Big tech has talked the talk but according to a new report, they haven’t been walking the walk when it comes to DEI promises.
For years, Silicon Valley and beyond has been largely white male dominated, with only 3% of the industry made up of Black workers. Because of this, big promises were made over the last years from companies like Google, Twitter, Facebook and Apple to work towards promoting diversity—but it looks like their efforts have fallen short.
The Kapor Center, a nonprofit addressing racial inequities in STEM education and the tech industry, in partnership with the NAACP, released their 2022 report titled State of Tech Diversity: The Black Tech Ecosystem.
According to the organizations, “progress towards racial equity is not only stalled but in many respects, regressing, throughout each phase of the tech pipeline.”
They point out that the pipeline to tech opportunities that big tech said they would work to build for Black students has not happened. For instance, advanced computer science (CS) courses, highly qualified teachers from diverse backgrounds at the same rates as their white and Asian peers are still stunted. This is staggering since Black students make up 15% of the K-12 population. They only comprise just 6% of students taking advanced placement CS.
“The NAACP believes that diversity in tech is a modern civil rights issue, and we cannot afford to be indifferent to the unsettling statistics presented in this report.” said Dr. Ivory Toldson, Director of Education Innovation and Research at NAACP in a news release. “But more importantly, the call to action and recommendations in the report provide a compelling case for a comprehensive, cradle-to-career, approach to increasing the number and capacity of Black people in tech.”
The report rightfully connects this early inequity to later implications—-only 8% of Bachelor’s degrees conferred in CS were earned by Black graduates, a decrease since 2016.

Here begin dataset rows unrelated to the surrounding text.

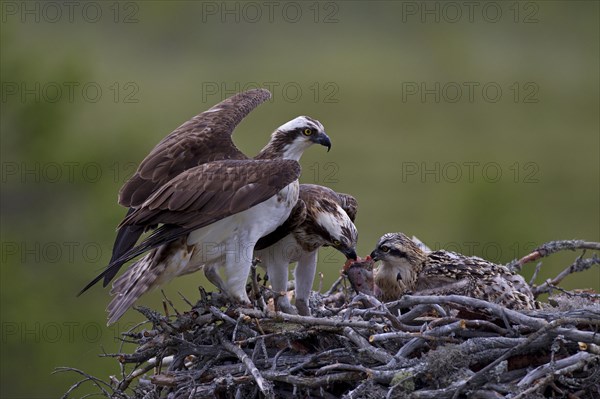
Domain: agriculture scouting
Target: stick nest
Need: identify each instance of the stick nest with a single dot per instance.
(354, 346)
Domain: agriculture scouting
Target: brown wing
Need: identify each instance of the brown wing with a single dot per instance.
(201, 196)
(204, 138)
(208, 193)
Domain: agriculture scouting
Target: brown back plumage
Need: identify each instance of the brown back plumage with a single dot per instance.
(204, 138)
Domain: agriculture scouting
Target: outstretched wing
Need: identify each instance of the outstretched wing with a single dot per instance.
(201, 196)
(204, 138)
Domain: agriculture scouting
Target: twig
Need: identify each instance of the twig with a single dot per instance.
(550, 248)
(579, 265)
(265, 386)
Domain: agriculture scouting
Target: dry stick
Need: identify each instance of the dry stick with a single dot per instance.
(577, 266)
(480, 375)
(553, 247)
(265, 386)
(378, 354)
(334, 286)
(309, 320)
(98, 382)
(550, 377)
(579, 358)
(497, 310)
(312, 382)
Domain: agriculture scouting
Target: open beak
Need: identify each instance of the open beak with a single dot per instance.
(350, 253)
(324, 140)
(374, 256)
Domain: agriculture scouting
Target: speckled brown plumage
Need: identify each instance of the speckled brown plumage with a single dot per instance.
(406, 268)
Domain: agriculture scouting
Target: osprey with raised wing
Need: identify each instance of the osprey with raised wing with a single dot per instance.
(197, 190)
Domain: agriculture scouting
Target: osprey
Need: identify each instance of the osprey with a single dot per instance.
(200, 189)
(320, 217)
(406, 267)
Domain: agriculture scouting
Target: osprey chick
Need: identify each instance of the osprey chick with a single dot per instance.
(406, 268)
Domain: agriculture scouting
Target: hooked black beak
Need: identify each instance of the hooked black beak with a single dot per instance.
(374, 256)
(350, 253)
(324, 140)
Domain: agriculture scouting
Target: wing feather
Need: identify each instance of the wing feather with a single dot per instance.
(204, 138)
(207, 200)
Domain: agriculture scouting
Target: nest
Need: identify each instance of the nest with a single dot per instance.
(354, 346)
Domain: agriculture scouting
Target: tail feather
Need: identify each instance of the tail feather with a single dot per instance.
(126, 238)
(129, 287)
(159, 266)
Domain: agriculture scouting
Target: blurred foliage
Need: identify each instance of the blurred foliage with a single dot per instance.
(160, 64)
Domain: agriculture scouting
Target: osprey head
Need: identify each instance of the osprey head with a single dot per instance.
(335, 228)
(295, 136)
(397, 250)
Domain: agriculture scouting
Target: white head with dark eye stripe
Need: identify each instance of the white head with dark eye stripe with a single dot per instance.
(291, 139)
(399, 251)
(338, 230)
(327, 224)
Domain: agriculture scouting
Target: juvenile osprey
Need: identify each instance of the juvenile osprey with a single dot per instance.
(321, 217)
(405, 268)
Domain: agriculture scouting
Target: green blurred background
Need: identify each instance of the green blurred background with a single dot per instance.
(475, 128)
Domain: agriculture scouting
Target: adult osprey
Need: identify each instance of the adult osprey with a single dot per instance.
(196, 184)
(320, 217)
(406, 267)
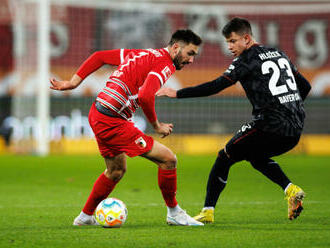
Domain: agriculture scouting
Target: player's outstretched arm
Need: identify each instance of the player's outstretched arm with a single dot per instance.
(169, 92)
(65, 84)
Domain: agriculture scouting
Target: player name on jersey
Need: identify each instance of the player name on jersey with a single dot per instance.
(269, 55)
(289, 98)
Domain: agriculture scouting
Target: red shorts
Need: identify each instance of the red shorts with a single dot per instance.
(116, 135)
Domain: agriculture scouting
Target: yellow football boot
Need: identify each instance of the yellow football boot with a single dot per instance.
(205, 216)
(294, 196)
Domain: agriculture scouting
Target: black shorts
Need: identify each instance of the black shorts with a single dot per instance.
(251, 144)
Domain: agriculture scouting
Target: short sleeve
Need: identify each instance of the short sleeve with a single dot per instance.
(237, 70)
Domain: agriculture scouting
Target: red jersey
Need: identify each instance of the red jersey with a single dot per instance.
(140, 74)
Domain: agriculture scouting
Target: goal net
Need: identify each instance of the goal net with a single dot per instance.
(79, 28)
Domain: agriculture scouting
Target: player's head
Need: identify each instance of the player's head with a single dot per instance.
(183, 46)
(238, 34)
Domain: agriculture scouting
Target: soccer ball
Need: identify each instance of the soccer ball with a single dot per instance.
(111, 212)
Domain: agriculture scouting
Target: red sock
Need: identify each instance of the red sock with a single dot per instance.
(167, 184)
(101, 189)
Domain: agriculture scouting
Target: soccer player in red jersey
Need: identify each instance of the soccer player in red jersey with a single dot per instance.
(140, 74)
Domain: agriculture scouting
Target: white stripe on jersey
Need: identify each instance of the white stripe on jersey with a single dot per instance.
(159, 77)
(115, 92)
(122, 55)
(111, 107)
(114, 97)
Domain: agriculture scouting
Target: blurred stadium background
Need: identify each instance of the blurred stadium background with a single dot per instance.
(41, 39)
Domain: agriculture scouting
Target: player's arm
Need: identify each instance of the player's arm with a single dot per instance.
(304, 86)
(91, 64)
(205, 89)
(146, 98)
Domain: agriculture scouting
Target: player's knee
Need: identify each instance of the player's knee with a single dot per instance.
(170, 162)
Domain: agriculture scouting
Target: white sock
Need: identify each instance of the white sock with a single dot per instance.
(84, 216)
(208, 208)
(173, 211)
(286, 188)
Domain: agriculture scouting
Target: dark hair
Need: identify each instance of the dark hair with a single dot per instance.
(185, 35)
(237, 25)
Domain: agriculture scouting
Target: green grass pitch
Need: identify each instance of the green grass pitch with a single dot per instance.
(39, 198)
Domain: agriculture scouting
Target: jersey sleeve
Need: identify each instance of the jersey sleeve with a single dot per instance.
(162, 70)
(146, 96)
(156, 78)
(99, 58)
(237, 70)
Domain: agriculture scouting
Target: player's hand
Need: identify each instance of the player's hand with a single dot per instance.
(60, 85)
(164, 129)
(169, 92)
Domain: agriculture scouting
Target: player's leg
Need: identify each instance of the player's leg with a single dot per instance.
(103, 186)
(215, 185)
(235, 151)
(278, 145)
(167, 181)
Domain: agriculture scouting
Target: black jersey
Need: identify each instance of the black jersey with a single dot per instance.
(271, 82)
(268, 78)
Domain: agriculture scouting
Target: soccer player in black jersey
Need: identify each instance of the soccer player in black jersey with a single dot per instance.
(276, 91)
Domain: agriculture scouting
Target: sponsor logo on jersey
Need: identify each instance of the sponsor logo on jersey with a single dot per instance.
(141, 142)
(289, 98)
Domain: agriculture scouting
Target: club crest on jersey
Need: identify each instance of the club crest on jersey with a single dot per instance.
(166, 72)
(141, 142)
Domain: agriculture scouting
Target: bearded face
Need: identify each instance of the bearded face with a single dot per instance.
(179, 61)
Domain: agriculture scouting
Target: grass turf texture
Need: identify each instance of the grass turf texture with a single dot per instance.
(39, 198)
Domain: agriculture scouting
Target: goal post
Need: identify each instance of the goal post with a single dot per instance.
(52, 38)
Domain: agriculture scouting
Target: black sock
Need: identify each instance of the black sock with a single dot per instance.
(217, 179)
(271, 170)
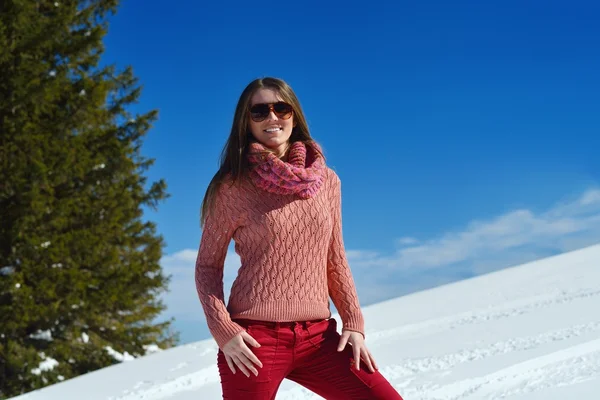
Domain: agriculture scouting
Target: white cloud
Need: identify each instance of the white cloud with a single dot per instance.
(407, 241)
(563, 227)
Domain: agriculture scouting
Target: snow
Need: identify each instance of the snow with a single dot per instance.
(47, 364)
(530, 332)
(42, 335)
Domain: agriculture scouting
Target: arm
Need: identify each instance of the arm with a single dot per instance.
(216, 236)
(339, 277)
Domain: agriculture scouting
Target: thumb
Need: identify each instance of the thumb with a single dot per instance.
(250, 339)
(343, 341)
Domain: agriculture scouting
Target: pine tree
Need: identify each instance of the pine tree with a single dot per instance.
(79, 270)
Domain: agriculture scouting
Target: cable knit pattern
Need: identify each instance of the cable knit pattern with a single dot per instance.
(292, 258)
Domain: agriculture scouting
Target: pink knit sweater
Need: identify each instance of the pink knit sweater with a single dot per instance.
(292, 259)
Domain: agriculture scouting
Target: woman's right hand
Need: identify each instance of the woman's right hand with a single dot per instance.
(238, 353)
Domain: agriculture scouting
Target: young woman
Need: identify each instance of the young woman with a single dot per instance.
(280, 202)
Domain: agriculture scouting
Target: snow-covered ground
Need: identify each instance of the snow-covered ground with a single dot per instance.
(530, 332)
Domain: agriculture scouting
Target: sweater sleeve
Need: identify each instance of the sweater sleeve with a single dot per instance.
(339, 277)
(216, 236)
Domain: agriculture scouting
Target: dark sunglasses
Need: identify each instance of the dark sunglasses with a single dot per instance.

“The consequences of inaction in the tech industry are significant for Black communities,” said Dr. Allison Scott, CEO of the Kapor Center in the news release. “Technological advancement continues to drive our economy and transform the nature of work, and the exclusion of Black talent from this sector impacts innovation, product creation, economic mobility, and is a significant driver of inequality. One-off solutions have not worked. It is time to invest in long-term structural solutions.”